On franchit la ligne quelques 2 min après les filles… je crois qu’on l’a fait. Mais on n’est pas sûr à 100%. Mais je crois quand même qu’on l’a fait. On l’a fait ? On l’a fait. Fatigue et émotion pèsent tout à coup très lourd sur nos petites épaules. Je crois, il me semble, qu’on aura toutes les 3 les yeux un peu humides…

C’est sûr, on est allées le chercher ce titre.

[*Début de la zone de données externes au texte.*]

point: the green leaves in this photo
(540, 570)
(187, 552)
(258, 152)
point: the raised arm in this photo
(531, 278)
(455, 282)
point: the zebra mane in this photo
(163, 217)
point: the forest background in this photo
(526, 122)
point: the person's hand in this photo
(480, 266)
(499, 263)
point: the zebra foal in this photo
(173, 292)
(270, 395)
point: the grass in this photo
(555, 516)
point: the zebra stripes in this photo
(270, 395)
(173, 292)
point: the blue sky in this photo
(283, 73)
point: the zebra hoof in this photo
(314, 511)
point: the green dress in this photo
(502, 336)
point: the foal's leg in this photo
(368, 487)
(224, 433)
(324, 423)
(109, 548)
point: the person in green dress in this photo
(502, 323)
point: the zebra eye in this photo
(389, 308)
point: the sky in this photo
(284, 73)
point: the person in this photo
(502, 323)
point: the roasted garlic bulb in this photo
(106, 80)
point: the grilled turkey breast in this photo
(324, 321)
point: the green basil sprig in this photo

Merci Juliette et Estelle pour l’aventure, les émotions, les encouragements, et d’avoir pu vivre ça. Merci, merci, merci du fond du cœur <3

 

Merci les Absolu pour ces tracés magnifiques, une organisation sans faille, un décor de rêve. Il doit bien y avoir dieu météo avec vous, avec ce temps magnifique qui nous a accompagné tout le WE. Oui, merci pour votre dévouement, car vous nous avez fait vivre quelque chose de magique.

 

Je crois que c’est un peu pour ça qu’on fait du raid ?! Ces petits moments volés, magiques et un peu hors du temps, remplis d’émotions et de sport. Ça rend vivant !

Et surtout, s’endormir devant la coupe du monde 2018.